Ein wahres Höllenwesen, als wäre es einem Horrorfilm entsprungen: So wie diese sackartige Kreatur mit ihrem beeindruckenden, kreisrunden Maul sahen wohl die letzten gemeinsamen Vorfahren von Mensch und Seeigel aus. Das nun gefundene Seeungeheuer wäre wirklich erschreckend, wäre es nicht so winzig klein. Mit gerade einmal 1,3 Millimeter Größe, also kleiner als eine 1-Euro-Münze dick, ist Saccorhytus coronarius eher ein Minimonster.

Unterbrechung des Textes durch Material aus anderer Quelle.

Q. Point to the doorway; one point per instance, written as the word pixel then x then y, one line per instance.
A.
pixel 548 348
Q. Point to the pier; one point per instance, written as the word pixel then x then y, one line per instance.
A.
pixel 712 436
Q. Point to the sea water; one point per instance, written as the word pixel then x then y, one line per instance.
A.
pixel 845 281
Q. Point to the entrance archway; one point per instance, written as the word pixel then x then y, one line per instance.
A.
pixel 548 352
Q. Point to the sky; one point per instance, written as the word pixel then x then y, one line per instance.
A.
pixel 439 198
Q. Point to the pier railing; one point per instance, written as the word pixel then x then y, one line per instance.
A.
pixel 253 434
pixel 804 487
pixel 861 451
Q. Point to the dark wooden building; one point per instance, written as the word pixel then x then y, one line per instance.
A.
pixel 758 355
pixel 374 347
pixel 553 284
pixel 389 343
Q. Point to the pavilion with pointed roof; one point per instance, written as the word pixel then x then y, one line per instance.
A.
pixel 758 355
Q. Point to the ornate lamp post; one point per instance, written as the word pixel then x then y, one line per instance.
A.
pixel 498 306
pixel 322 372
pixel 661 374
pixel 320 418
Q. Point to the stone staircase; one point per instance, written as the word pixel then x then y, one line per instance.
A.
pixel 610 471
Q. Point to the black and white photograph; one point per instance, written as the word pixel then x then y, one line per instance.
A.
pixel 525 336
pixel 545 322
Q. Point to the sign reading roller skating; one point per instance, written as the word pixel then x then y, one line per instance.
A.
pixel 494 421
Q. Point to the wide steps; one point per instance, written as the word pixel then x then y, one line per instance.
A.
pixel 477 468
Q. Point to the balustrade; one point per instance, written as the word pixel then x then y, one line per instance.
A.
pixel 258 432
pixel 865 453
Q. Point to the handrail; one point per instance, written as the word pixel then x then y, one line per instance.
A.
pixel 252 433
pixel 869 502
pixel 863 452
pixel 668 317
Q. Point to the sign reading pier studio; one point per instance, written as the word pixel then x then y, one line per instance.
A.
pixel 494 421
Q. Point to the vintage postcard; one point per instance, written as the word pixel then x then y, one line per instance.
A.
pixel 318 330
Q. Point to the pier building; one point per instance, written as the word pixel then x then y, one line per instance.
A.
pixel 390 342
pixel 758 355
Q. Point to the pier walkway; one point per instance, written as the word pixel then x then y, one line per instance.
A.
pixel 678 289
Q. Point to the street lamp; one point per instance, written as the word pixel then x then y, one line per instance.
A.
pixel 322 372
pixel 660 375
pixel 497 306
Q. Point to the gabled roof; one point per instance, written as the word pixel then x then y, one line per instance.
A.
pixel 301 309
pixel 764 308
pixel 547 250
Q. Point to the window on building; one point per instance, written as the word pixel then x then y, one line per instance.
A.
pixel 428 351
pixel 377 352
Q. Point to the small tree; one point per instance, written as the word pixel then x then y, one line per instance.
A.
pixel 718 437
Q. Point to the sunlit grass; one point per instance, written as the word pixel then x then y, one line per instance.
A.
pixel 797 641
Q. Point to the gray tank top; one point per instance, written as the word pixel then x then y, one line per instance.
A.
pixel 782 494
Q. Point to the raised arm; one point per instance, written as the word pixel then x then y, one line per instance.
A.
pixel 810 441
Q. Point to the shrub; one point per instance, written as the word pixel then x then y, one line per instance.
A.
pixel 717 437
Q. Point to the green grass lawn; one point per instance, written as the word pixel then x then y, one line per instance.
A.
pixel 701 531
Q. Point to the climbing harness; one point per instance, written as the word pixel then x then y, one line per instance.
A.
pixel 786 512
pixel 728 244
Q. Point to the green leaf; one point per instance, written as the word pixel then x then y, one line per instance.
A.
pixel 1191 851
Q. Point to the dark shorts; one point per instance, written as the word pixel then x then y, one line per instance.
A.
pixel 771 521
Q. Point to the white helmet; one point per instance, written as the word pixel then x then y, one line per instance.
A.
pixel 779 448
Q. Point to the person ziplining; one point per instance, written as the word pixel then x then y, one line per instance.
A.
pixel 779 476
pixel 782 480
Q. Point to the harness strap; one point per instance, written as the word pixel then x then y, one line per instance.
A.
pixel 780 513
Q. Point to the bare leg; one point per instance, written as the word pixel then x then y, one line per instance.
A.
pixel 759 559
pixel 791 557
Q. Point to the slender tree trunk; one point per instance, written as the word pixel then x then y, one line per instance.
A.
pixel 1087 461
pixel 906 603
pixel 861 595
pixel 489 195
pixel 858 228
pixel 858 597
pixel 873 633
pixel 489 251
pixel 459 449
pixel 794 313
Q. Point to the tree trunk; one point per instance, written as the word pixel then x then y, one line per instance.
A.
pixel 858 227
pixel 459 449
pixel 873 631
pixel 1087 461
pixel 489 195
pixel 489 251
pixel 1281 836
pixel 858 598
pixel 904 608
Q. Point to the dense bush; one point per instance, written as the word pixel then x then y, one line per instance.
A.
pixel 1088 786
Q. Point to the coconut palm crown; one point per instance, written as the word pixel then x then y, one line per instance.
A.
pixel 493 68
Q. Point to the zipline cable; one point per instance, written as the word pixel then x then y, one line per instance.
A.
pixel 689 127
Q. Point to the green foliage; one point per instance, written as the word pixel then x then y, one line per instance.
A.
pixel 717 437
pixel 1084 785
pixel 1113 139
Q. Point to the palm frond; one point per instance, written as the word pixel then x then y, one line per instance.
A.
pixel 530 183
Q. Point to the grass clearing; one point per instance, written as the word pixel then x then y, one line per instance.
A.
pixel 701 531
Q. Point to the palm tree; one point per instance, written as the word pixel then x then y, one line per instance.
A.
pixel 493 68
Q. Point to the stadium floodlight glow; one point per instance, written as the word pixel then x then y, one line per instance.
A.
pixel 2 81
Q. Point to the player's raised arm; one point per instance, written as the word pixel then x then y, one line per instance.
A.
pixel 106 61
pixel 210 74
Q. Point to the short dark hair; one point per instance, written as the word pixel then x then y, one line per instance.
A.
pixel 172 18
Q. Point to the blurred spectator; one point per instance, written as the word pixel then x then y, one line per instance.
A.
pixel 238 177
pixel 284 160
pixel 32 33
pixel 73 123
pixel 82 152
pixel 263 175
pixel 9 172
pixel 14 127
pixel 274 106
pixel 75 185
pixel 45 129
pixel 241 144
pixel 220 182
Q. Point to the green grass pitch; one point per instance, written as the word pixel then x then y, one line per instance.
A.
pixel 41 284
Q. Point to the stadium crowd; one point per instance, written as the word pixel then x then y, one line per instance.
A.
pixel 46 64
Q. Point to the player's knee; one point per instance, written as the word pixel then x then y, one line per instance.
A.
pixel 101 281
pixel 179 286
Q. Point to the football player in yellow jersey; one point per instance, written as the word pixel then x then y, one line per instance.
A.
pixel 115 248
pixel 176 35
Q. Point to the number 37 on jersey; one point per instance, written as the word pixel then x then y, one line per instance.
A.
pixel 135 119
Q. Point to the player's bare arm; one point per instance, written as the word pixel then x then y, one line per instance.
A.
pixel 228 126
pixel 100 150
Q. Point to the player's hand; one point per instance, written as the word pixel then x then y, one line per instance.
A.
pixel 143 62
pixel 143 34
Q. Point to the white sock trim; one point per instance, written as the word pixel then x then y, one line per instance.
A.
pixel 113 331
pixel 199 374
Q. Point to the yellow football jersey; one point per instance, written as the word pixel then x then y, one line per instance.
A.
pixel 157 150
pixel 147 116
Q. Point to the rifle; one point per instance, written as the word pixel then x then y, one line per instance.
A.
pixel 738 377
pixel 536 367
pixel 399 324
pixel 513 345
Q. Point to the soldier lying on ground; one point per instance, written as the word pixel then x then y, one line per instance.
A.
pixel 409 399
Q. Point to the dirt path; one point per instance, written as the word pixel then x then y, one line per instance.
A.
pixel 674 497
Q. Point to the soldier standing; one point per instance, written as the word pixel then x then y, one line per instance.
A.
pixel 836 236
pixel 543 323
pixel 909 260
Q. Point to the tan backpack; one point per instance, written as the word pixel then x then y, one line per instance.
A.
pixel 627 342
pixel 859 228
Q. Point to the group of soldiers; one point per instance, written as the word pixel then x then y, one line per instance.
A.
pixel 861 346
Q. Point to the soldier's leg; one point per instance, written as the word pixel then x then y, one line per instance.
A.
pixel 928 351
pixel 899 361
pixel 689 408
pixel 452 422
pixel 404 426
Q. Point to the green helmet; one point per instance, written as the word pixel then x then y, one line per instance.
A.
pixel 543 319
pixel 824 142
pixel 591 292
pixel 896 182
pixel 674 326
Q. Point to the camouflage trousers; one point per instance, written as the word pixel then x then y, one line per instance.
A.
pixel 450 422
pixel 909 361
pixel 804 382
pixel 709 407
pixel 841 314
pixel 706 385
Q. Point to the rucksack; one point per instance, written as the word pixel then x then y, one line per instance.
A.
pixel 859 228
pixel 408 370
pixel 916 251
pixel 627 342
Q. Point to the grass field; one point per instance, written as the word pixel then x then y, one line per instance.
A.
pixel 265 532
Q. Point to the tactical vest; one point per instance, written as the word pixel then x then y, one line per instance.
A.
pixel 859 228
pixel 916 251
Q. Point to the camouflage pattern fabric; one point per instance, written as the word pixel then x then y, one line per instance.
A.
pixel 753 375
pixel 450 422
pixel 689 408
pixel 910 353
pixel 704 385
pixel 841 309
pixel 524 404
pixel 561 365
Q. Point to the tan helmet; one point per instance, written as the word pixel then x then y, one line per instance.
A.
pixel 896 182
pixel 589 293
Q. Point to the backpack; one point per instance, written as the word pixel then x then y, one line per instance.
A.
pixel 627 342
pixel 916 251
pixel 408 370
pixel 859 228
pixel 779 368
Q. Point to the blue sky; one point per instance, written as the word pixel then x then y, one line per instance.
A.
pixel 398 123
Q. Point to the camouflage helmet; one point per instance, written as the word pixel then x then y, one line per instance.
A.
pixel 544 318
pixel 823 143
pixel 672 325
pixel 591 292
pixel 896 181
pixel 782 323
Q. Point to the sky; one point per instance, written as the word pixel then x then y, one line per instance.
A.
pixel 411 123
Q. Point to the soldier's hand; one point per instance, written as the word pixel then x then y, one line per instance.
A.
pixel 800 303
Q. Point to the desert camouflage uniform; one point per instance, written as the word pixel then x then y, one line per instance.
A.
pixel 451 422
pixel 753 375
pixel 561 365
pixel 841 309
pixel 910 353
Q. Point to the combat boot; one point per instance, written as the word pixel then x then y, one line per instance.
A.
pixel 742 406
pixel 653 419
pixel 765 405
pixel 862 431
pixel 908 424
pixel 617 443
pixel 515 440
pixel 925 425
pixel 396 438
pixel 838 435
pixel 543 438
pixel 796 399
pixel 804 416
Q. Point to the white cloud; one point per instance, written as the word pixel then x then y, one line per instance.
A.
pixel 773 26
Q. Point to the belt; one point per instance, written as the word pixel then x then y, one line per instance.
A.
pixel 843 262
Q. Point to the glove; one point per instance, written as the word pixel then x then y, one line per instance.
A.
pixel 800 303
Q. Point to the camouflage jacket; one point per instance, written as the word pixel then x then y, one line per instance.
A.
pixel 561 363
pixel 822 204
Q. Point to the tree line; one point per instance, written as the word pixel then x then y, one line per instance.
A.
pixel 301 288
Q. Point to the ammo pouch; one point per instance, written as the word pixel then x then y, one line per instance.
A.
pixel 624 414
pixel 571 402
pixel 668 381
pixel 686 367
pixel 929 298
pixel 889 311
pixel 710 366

Gefunden wurden seine fossilierten Überreste von einer Forschergruppe um Jian Han von der Universität Nordwestchinas in Xi'an. Die Wissenschaftler haben dazu die Fossilien von den umliegenden Steinchen getrennt. Ein gar nicht so leichtes Unterfangen, denn die kleinen, schwarzen, körnerartigen Strukturen mussten aus drei Tonnen Kalkstein herausgesucht werden. Mit Hilfe eines Elektronenmikroskops und Computertomografie konnte der Kleine schließlich rekonstruiert werden. Die Schicht, in der die Fossilien gefunden wurden, stammt mit einem Alter von 540 Millionen Jahren aus dem sehr frühen Kambrium.

Gestalt und Alter der Fossilien lassen darauf schließen, dass es die Forscher mit einem urtümlichen Vertreter der Neumünder zu tun haben, die sich vor 510 bis 520 Millionen Jahren bereits deutlich differenziert hatten: zum einen in die Stachelhäuter (Seesterne und Seeigel) und zum anderen in den Stamm der Chordatiere, aus dem später wir Menschen hervorgegangen sind. Weil die Neumünder schon früh große Unterschiede aufweisen, war es laut den Forschern schwierig, herauszufinden, wer oder was ihr gemeinsamer Vorfahre sein könnte. Diese Lücke könnte nun Saccorhytus coronarius – der übrigens nach seiner Form "faltiger Sack mit Kronenmaul" benannt wurde – schließen helfen.

Der kleine (vermutlich) wabbelige Wurm ist nach Angaben der Wissenschaftler der primitivste Neumünder, der bisher gefunden wurde – er besitzt nämlich anscheinend keinen Anus. Eines der Hauptmerkmale der Neumünder ist es, dass sich in der Embryonalentwicklung der Urmund zum After entwickelt und der eigentliche Mund neu entsteht. Das Miniungeheuer hat zwar acht Öffnungen und seinen beachtlichen Mund, jedoch keinen Anus.

Die Öffnungen an den Seiten des Tierchens könnten dazu gedient haben, Wasser und überflüssiges Material auszustoßen – oder auch Schleim und Keimzellen. Die enorme, dehnbare Mundhöhle deutet darauf hin, dass der Wurm sogar größere Beute verschlungen hat. Zusätzlich hatte er Borsten, mit denen er im Sediment des Meeresgrunds umherschlängeln konnte.